WASHINGTON, United States — President Donald Trump's nominee to lead the Department of Justice, Bill Barr, faces tough questions in the Senate next week on whether he intends to curb Special Counsel Robert Mueller's Russia collusion investigation.
After the conservative lawyer criticized Mueller last year, opposition Democrats fear Barr as attorney general will protect Trump from the investigation and a possible impeachment effort arising from it.
Mueller has spent 20 months investigating Russian interference in the 2016 election, and possible collusion between Trump's campaign and Russia, in a probe increasingly focused on Trump and his inner circle.
Mueller has issued indictments for 33 individuals, most of them Russians, and secured convictions of three former top Trump aides.
Barr, a longtime Republican ally who served as attorney general once before from 1991-93, will go before the Senate Judiciary Committee in confirmation hearings on Tuesday and Wednesday. Democrats want him to pledge publicly to protect the investigation.
Barr's approval is likely, given the Republican majority in the committee and the full Senate.
Senators who spoke to Barr in private meetings say he has indicated that he will not interfere with Mueller, but that he also supports Trump using his executive powers to defend himself.
"I think the main thing people want to know is, what's his view of the Mueller investigation?" said the Judiciary Committee's Republican Chairman Lindsey Graham, after meeting with Mueller on Wednesday.
"I can assure you, based on what I heard, that he has a high opinion of Mr Mueller."
He echoed Trump claims
Barr "has no reason for Mr Mueller to stop doing his job, and is committed to allowing Mr Mueller to finish," he added.
Senator Dianne Feinstein, the senior Democrat on the committee, said Thursday that Barr had told her he would not disrupt the probe, according to media reports. But The Washington Times quoted her as saying: "I don't take to the bank anything unless it is in the public sector and everyone can hear, and it's on the record."
Trump nominated Barr in December, a month after sacking Jeff Sessions, who irked the president by recusing himself from overseeing the Mueller probe, which Trump labels a "witch hunt."
Barr has a record of endorsing strong executive powers, which could play into high-stakes legal battles on everything from immigration policy, to war powers, to whether the president can be required to provide testimony or release privileged documents in the Russia investigation.
He expressed support in May 2017 when Trump fired then-FBI director James Comey, which has led Mueller to allegations that Trump obstructed justice.
He has also echoed Trump's own claims that Mueller's team is packed with investigators allied with the Democratic Party.
Barr himself, though, is a strong Republican supporter.
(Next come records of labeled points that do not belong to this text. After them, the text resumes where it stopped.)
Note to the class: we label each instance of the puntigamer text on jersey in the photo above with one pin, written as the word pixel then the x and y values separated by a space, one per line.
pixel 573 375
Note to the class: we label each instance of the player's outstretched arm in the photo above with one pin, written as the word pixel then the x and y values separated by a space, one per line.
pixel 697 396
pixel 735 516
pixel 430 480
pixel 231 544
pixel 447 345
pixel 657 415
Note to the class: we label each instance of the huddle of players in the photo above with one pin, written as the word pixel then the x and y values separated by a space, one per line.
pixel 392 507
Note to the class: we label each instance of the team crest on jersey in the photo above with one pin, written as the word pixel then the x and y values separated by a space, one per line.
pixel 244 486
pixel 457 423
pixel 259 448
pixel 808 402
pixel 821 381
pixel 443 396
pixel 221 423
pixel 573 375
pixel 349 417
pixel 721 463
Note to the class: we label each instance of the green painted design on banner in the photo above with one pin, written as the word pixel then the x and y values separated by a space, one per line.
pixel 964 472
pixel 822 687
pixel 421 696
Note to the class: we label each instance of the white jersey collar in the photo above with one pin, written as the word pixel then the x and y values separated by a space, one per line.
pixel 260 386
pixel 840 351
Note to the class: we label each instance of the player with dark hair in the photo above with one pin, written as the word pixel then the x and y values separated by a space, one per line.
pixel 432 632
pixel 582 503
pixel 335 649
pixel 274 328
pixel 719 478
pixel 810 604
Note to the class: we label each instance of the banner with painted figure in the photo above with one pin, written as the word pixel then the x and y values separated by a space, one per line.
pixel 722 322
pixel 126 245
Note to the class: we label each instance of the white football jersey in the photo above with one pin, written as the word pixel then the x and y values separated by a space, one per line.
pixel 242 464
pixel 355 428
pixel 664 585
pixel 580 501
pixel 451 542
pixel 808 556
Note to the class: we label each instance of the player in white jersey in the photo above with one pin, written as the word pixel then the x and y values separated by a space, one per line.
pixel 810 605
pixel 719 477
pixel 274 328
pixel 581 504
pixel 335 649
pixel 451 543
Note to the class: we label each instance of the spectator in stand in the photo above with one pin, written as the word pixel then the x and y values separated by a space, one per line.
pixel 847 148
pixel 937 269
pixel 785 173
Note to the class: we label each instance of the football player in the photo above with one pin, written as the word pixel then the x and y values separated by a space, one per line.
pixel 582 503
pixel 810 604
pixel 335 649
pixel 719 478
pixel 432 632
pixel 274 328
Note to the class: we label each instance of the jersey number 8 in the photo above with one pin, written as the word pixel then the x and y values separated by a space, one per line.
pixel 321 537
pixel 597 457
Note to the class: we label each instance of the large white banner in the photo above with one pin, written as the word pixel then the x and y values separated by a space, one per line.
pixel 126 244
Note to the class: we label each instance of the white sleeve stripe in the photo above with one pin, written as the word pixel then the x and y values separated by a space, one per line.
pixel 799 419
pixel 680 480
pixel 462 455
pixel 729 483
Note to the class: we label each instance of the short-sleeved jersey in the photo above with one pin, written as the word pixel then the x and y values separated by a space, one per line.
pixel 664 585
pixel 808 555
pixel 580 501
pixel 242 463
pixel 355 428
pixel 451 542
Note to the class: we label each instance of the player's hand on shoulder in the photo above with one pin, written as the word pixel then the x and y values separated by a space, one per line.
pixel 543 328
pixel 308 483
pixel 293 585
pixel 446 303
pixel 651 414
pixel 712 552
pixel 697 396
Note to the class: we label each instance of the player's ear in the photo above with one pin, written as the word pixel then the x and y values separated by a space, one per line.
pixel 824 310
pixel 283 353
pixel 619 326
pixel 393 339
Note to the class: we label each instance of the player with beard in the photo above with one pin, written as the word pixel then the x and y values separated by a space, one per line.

Over the past two decades he and his wife donated nearly $800,000 to Republican candidates and groups, according to The Washington Post.
Memo criticized Mueller probe
Last year, he submitted an unsolicited legal criticism of the Mueller probe to the Justice Department, and reportedly to the White House.
It argued that Trump's presidential prerogatives are protection against any obstruction allegation in the Comey firing.
The memo in particular has focused the opposition to Barr's nomination.
Barr is "fatally conflicted... when it comes to the special counsel," Chuck Schumer, the Senate Democratic leader, said, calling for Trump to withdraw the nomination.
The biggest concern is what Barr will do with the report Mueller is expected to prepare on his findings.
According to The Washington Post, the president's lawyers are already planning to use executive privilege to stifle material that could be damaging to Trump or support an impeachment effort by Democrats.
Graham said Barr indicated he would be "erring on the side of transparency."